On 2/4/2011 3:26 PM, Jim Jagielski wrote:
> 
> On Feb 4, 2011, at 4:14 PM, William A. Rowe Jr. wrote:
> 
>> On 2/4/2011 2:54 PM, Stefan Fritsch wrote:
>>>>
>>>> +1 here as well, if this is to be addressed at all, the portability
>>>> layer seems like the correct place to do it, if desired by the
>>>> app.
>>>
>>> Would you prefer os/unix or APR? I am also happy to simply revert if 
>>> that is the majority opinion.
>>
>> I suspect that a generic apr '_refresh' function would be most useful
>> across the board, others might disagree.
>>
> 
> Isn't APR for "portability"? All I see is a single function
> call... 
> 
> If we have to pollute something with this res_init(), then httpd
> is likely the better place than expanding APR even more beyond
> being a "simple" portable runtime ;)
> 
> But I'm fine either way... as long as it builds and links ;)

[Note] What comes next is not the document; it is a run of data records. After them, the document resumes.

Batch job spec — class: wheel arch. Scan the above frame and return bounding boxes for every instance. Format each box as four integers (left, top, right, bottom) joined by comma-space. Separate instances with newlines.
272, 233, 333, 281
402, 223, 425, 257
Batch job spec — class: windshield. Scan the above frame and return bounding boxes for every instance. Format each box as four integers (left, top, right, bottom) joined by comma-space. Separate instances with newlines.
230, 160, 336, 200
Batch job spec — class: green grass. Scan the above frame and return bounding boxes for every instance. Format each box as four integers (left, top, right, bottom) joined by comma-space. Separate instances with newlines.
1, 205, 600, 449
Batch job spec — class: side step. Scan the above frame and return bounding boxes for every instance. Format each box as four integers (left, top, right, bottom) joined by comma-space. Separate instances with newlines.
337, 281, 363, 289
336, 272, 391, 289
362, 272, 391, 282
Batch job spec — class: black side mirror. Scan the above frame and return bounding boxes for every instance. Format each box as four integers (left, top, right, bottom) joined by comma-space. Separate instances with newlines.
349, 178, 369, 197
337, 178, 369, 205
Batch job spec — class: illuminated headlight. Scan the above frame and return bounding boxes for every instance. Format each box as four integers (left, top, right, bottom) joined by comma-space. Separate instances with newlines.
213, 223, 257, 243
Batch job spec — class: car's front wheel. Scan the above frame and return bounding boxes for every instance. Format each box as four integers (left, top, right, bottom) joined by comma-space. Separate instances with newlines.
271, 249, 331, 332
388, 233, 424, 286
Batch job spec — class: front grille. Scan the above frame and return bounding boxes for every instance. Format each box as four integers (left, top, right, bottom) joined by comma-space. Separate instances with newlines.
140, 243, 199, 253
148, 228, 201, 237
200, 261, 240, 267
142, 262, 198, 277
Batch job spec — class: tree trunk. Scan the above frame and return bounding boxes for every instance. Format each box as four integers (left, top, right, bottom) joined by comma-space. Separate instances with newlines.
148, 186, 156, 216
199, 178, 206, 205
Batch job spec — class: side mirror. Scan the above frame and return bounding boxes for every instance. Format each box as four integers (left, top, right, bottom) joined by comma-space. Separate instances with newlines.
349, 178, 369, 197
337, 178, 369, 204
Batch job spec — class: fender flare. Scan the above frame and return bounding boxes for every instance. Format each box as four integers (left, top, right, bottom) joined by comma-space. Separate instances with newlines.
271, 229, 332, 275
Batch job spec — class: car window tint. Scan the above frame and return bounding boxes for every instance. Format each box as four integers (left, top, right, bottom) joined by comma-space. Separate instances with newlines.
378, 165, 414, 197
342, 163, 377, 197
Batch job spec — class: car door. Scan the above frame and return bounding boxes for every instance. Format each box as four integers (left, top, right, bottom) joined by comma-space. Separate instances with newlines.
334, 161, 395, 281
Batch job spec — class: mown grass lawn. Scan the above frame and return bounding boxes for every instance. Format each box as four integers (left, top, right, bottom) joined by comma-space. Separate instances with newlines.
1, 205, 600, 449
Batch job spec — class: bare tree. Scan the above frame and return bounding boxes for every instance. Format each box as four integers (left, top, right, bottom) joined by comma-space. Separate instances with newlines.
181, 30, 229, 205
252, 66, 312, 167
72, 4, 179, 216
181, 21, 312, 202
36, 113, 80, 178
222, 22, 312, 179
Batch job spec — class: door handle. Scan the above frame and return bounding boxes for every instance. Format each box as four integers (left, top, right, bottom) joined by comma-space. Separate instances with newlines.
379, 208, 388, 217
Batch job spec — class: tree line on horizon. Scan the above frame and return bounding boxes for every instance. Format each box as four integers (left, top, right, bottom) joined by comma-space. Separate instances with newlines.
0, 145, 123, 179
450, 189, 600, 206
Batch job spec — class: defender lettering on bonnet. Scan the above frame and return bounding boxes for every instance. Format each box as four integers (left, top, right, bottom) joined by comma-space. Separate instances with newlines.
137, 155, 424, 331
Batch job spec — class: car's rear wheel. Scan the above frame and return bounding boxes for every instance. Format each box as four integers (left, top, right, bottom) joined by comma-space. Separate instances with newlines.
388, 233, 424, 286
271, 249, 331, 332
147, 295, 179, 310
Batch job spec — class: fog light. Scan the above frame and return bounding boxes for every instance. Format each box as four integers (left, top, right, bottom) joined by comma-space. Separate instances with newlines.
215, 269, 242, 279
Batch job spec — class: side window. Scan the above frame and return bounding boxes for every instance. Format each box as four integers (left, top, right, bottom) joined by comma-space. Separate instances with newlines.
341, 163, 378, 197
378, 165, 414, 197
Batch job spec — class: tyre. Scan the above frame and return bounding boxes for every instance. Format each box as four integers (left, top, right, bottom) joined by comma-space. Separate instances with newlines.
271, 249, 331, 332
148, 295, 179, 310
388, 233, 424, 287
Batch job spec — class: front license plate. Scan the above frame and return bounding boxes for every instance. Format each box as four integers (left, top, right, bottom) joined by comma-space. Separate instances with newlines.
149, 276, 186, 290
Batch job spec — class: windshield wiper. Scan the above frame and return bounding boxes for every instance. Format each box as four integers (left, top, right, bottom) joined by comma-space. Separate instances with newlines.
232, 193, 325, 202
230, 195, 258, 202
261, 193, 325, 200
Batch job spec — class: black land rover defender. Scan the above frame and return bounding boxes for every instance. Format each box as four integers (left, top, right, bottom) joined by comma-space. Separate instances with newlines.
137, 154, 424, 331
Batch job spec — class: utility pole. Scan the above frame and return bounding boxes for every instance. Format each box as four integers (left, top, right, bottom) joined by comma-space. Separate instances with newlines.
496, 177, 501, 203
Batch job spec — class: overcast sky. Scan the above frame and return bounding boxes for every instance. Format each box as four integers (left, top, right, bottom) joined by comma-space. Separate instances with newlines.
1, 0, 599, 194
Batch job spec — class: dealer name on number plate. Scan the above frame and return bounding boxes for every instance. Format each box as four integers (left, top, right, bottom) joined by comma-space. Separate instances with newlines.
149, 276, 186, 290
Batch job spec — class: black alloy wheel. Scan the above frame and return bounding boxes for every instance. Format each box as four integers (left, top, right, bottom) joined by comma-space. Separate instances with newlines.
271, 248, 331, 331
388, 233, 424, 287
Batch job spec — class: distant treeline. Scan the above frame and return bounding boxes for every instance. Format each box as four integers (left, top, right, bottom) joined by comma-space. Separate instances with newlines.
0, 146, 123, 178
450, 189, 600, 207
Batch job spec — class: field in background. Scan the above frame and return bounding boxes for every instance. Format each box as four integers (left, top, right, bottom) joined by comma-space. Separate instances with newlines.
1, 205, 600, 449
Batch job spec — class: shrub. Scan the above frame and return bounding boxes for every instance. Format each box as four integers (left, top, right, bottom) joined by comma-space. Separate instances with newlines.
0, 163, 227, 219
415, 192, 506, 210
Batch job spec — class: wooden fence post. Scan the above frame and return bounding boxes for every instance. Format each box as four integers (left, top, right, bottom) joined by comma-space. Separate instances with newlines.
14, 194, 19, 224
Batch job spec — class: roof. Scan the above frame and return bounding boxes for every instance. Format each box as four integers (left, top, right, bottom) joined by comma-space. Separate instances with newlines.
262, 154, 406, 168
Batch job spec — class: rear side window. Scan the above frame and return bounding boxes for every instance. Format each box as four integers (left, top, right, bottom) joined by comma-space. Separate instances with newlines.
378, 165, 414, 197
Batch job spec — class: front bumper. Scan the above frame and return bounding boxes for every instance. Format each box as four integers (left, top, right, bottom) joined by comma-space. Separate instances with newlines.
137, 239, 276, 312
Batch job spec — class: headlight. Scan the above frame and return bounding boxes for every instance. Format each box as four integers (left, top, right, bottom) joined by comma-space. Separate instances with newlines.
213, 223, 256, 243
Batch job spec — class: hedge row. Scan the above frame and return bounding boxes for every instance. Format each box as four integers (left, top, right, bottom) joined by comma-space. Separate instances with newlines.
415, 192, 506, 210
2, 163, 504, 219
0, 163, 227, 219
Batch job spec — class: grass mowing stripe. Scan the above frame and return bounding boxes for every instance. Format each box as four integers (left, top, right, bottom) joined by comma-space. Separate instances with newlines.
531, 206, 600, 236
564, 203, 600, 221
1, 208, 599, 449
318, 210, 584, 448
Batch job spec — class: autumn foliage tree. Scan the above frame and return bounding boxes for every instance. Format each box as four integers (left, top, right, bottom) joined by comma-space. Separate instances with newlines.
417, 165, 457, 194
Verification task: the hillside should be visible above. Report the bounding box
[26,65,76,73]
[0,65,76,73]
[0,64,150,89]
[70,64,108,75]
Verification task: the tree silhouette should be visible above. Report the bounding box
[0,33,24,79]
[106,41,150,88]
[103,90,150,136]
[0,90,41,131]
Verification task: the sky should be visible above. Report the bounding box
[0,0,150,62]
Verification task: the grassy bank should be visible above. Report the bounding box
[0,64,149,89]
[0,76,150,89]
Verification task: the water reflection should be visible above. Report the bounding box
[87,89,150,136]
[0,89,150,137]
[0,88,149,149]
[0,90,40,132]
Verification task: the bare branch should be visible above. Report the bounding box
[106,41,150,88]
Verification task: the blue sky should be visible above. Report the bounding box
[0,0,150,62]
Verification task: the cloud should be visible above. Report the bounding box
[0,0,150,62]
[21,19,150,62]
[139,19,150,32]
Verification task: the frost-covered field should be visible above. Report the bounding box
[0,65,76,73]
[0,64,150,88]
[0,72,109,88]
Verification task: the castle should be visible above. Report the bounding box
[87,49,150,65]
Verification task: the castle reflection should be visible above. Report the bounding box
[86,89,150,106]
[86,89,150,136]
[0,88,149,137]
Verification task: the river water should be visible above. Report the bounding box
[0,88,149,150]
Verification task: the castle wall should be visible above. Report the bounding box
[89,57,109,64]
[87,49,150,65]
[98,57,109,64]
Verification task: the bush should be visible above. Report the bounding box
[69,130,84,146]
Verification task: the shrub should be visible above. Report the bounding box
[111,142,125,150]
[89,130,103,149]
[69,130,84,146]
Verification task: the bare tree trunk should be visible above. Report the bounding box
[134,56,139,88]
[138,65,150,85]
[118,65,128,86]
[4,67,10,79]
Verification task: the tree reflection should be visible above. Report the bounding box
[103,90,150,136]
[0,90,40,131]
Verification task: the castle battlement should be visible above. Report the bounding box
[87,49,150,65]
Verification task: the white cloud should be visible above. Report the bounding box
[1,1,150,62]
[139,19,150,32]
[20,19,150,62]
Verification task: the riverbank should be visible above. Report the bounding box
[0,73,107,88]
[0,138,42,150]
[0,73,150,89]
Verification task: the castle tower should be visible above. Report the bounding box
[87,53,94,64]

My thought is that this might not be the only thing to 'refresh' when
you have an app which needs current state.  It would be a chance to
flush out all caches and set the state basically to apr_initialize(),
modulo any open resources or currently allocated pools.  It could even
go so far as to free() all the unused pool memory, giving us a really
fresh start on heap pages that have been fragmented to heck.